Pascal Gallois dirige l’Ensemble Orchestral Contemporain
Maison de la poésie, Paris
- 13 décembre 2018
le poète René Char, dont Le marteau sans maître inspira Pierre Boulez
© dr

Belle initiative que celle de l’Ensemble Orchestral Contemporain à la Maison de la poésie, consistant en un atelier menant du poème brut à son interprétation par le compositeur. Deux figures de chaque discipline sont à l’honneur, ce soir : René Char et Paul Celan ; de même deux musiciens majeurs du second XXe siècle sont-ils joués : Pierre Boulez et Harrison Birtwistle. La soirée est ouverte par le fameux portrait du jeune Boulez brossé d’une plume affectueuse par Jean-Louis Barrault.
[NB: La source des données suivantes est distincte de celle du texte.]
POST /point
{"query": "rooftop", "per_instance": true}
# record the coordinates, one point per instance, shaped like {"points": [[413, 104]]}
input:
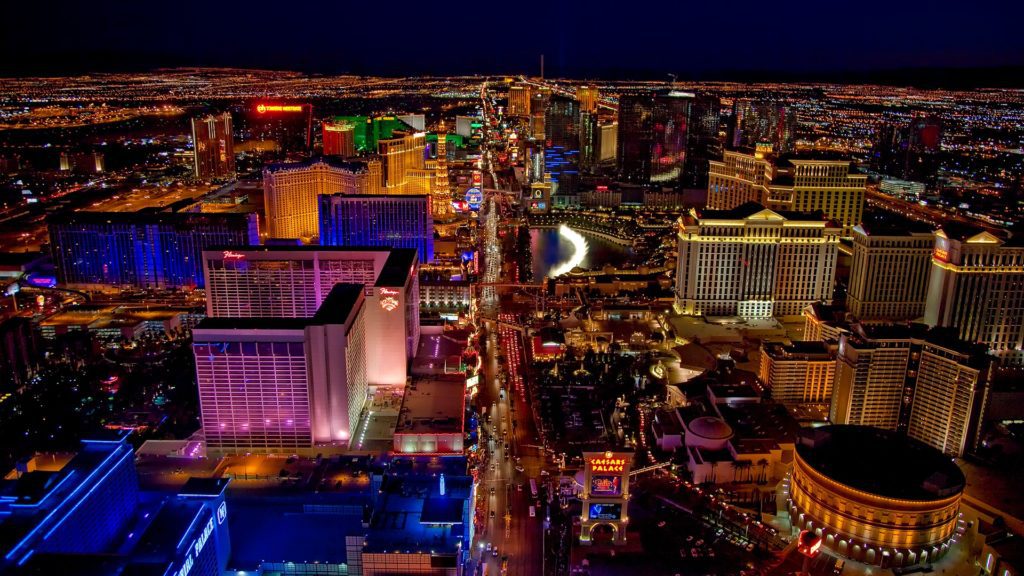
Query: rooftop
{"points": [[433, 405], [881, 462]]}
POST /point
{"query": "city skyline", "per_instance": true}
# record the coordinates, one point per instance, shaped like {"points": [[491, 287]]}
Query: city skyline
{"points": [[881, 39]]}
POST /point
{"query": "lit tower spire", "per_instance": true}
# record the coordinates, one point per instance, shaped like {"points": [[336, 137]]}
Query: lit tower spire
{"points": [[442, 192]]}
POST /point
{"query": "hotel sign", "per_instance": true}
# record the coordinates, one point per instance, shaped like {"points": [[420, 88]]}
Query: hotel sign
{"points": [[264, 108], [389, 299], [194, 549], [607, 464]]}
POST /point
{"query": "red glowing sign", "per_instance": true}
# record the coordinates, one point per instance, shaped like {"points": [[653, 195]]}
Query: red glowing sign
{"points": [[264, 108], [606, 464], [389, 300]]}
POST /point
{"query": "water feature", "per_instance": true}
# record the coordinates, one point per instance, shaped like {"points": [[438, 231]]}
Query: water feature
{"points": [[554, 250]]}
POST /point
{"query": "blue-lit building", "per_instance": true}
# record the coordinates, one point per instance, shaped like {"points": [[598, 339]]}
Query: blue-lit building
{"points": [[372, 219], [86, 516], [142, 249]]}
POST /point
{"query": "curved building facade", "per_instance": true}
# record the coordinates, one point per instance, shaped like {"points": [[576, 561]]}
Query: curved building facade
{"points": [[873, 495]]}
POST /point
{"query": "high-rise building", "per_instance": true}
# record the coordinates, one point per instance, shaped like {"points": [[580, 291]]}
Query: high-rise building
{"points": [[464, 125], [908, 151], [284, 385], [702, 144], [798, 373], [519, 97], [393, 221], [83, 162], [289, 126], [906, 378], [539, 100], [607, 141], [590, 140], [889, 274], [756, 123], [417, 122], [561, 124], [294, 281], [87, 515], [339, 138], [588, 96], [754, 262], [440, 205], [652, 136], [977, 287], [142, 249], [737, 178], [400, 153], [787, 183], [291, 189], [213, 147]]}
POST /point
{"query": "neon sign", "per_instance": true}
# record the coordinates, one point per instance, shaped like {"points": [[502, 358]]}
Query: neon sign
{"points": [[195, 548], [264, 108], [607, 464], [389, 300]]}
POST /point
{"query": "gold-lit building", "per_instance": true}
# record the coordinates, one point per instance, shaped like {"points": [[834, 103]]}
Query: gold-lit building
{"points": [[787, 183], [588, 97], [339, 138], [977, 286], [519, 95], [754, 262], [291, 191], [399, 154], [875, 496], [889, 275], [798, 373]]}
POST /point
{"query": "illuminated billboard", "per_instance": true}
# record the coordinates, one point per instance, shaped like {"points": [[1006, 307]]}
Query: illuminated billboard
{"points": [[605, 511], [474, 198], [605, 485]]}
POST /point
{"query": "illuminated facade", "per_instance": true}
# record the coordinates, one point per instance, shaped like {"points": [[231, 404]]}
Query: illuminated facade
{"points": [[441, 205], [393, 221], [762, 122], [652, 136], [889, 275], [399, 154], [144, 250], [754, 262], [339, 138], [292, 282], [291, 191], [787, 183], [519, 95], [288, 125], [588, 96], [213, 147], [977, 286], [283, 385], [798, 373], [904, 378], [875, 496], [605, 495], [87, 515]]}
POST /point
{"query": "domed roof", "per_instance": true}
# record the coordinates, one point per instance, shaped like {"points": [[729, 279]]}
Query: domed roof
{"points": [[710, 427]]}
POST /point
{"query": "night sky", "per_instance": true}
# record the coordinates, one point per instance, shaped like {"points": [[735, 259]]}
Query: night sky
{"points": [[639, 38]]}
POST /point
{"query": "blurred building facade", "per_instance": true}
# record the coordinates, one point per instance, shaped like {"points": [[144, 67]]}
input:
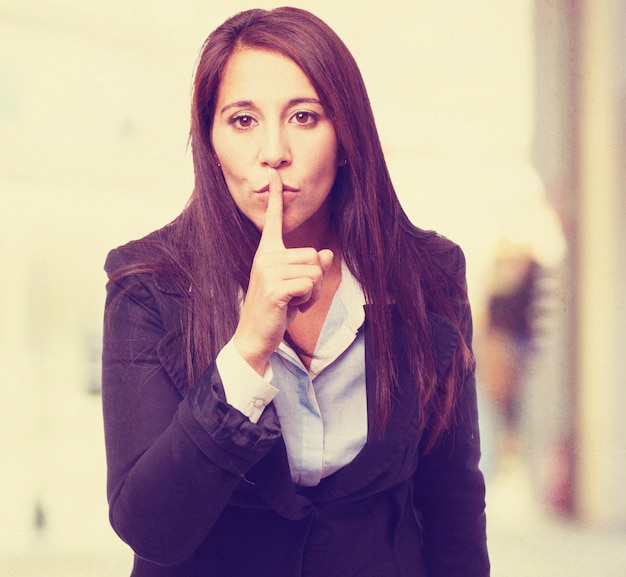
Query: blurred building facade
{"points": [[499, 121]]}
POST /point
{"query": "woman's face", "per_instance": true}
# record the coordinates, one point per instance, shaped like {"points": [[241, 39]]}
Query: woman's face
{"points": [[269, 115]]}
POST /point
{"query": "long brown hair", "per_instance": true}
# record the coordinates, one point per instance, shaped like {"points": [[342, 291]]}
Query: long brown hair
{"points": [[212, 245]]}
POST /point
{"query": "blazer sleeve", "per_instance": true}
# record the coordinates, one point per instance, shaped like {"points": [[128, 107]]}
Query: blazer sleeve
{"points": [[173, 457], [449, 487]]}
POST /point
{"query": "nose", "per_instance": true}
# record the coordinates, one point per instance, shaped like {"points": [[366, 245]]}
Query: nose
{"points": [[274, 147]]}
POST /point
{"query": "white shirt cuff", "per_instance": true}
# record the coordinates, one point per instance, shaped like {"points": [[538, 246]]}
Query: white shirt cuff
{"points": [[245, 389]]}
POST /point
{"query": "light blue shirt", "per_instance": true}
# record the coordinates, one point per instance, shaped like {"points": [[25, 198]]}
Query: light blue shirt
{"points": [[322, 410]]}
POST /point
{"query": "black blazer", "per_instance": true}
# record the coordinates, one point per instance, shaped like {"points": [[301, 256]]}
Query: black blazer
{"points": [[196, 489]]}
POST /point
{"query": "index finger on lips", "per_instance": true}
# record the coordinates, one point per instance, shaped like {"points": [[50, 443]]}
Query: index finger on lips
{"points": [[273, 227]]}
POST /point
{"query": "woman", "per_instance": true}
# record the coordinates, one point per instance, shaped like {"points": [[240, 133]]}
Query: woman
{"points": [[288, 382]]}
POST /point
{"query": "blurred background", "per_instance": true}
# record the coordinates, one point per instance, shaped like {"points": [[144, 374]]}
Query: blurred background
{"points": [[504, 125]]}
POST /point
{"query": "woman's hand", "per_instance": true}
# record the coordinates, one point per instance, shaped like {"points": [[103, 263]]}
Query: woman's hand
{"points": [[283, 281]]}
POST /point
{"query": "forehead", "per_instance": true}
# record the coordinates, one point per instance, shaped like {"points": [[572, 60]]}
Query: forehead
{"points": [[253, 74]]}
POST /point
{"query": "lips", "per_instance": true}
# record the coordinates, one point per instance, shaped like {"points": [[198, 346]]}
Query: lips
{"points": [[266, 188]]}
Il est dit par sa nièce Marie-Christine qui, dans la foulée, enchaîne en déclamant plusieurs vers de Char [photo].

Ce premier récital est conclu par l’exécution de trois extraits du Marteau sans maître (1954) dont, vraisemblablement, l’EOC fut la dernière formation à l’avoir donné du vivant de son auteur [lire notre chronique du 15 décembre 2015]. Le soprano Alexandrine Monnot s’attelle surtout à l’intelligibilité du texte, quitte à favoriser un Sprechgesang plutôt qu’un impact plus mélodique – à se rappeler la filiation assez évidente entre Pierrot lunaire et cet opus boulézien, l’on ne froncera certainement pas le sourcil [lire nos chroniques des 16 mars et 13 avril 2003, du 12 novembre 2004, du 17 juin 2005, du 3 octobre 2008, du 6 janvier 2010, des 1er et 10 février 2013, enfin du 2 décembre 2017]. En revanche, la lenteur choisie par Pascal Gallois surprend beaucoup, parce que l’on se souvient sans doute trop de la vivacité en volte-face des lectures de Boulez lui-même ; libre, cependant, à chaque chef de révéler, grâce à des options inattendues, des aspects insoupçonnés de l’œuvre, plus proches de leur sensibilité [lire notre critique du CD].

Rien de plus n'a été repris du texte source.